Christie's sostiene che l'intelligenza artificiale sta migliorando l'arte

Il compositore britannico Ed Newton-Rex, figura chiave nella campagna dei professionisti creativi per la protezione del loro lavoro e firmatario della lettera, ha affermato che almeno nove delle opere esposte all'asta sembravano aver utilizzato modelli formati sul lavoro degli artisti.

Tuttavia, altri pezzi all'asta non sembrano aver utilizzato tali modelli.

Il portavoce di Christie's ha dichiarato: "Tutti gli artisti rappresentati in questa vendita hannotrone consolidate pratiche artistiche multidisciplinari, alcune delle quali riconosciute nelle principali collezioni museali"

"Le opere in questa asta utilizzano l'intelligenza artificiale per arricchire il corpus delle loro opere e nella maggior parte dei casi l'intelligenza artificiale viene impiegata in modo controllato, con dati elaborati in base agli input degli artisti stessi."

Portavoce di Christie's.

Anche Anadol ha respinto le critiche. In un post su X, ha affermato che la reazione negativa è stata una conseguenza di "critici pigri e isteria apocalittica"

Mat Dryhurst, un artista britannico le cui opere saranno esposte all'asta, ha affermato di avere "profondamente" a cuore la questione dell'arte e dell'intelligenza artificiale e ha respinto le critiche contenute nella lettera.
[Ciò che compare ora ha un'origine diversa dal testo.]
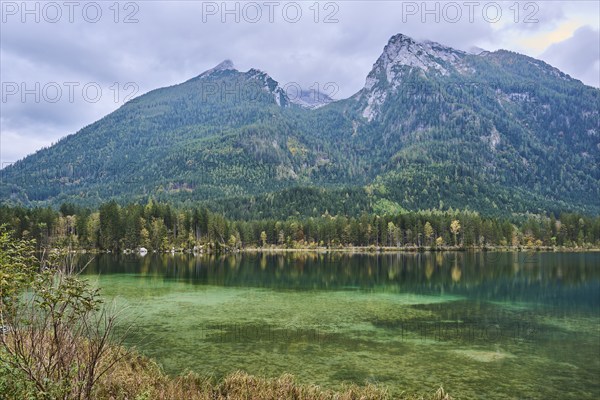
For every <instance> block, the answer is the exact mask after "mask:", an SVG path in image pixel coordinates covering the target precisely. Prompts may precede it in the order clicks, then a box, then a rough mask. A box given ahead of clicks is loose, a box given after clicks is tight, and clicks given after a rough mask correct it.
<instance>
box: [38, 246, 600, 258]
mask: <svg viewBox="0 0 600 400" xmlns="http://www.w3.org/2000/svg"><path fill="white" fill-rule="evenodd" d="M40 251H42V252H50V253H56V252H65V251H66V252H68V253H72V254H124V255H132V254H136V255H142V256H145V255H149V254H173V255H175V254H189V255H195V256H205V255H231V254H240V253H248V254H260V253H266V254H285V253H319V254H327V253H341V254H369V255H378V254H394V253H465V252H477V253H523V252H525V253H597V252H600V247H563V246H539V247H528V246H518V247H516V246H489V247H481V246H469V247H460V246H444V247H423V246H421V247H418V246H400V247H396V246H379V247H375V246H352V247H294V248H288V247H278V246H269V247H242V248H234V249H231V248H227V247H223V248H222V250H220V251H216V250H214V249H208V250H205V249H201V251H194V250H192V249H182V248H181V249H174V250H166V251H165V250H154V251H147V252H144V253H142V252H140V251H139V249H124V250H120V251H110V250H101V249H85V248H75V249H66V248H57V247H54V248H43V249H40Z"/></svg>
All'asta è in vendita un'opera di Dryhurst e di sua moglie Holly Herndon, basata su un'opera intitolata xhairymutantx, con un prezzo stimato tra i 70.000 e i 90.000 dollari.

Dryhurst ha aggiunto che l'opera d'arte messa all'asta faceva parte di un'indagine su come il concetto di sua moglie appariva nei modelli di intelligenza artificiale disponibili al pubblico.

"Questo è di nostro interesse e abbiamo realizzato molta arte esplorando e tentando di intervenire in questo processo, come è nel nostro pieno diritto."

"Non è illegale utilizzare alcun modello per creare opere d'arte. Mi dispiace che un dibattito importante, che dovrebbe essere incentrato sulle aziende e sulle politiche statali, si concentri sugli artisti alle prese con la tecnologia del nostro tempo", ha aggiunto.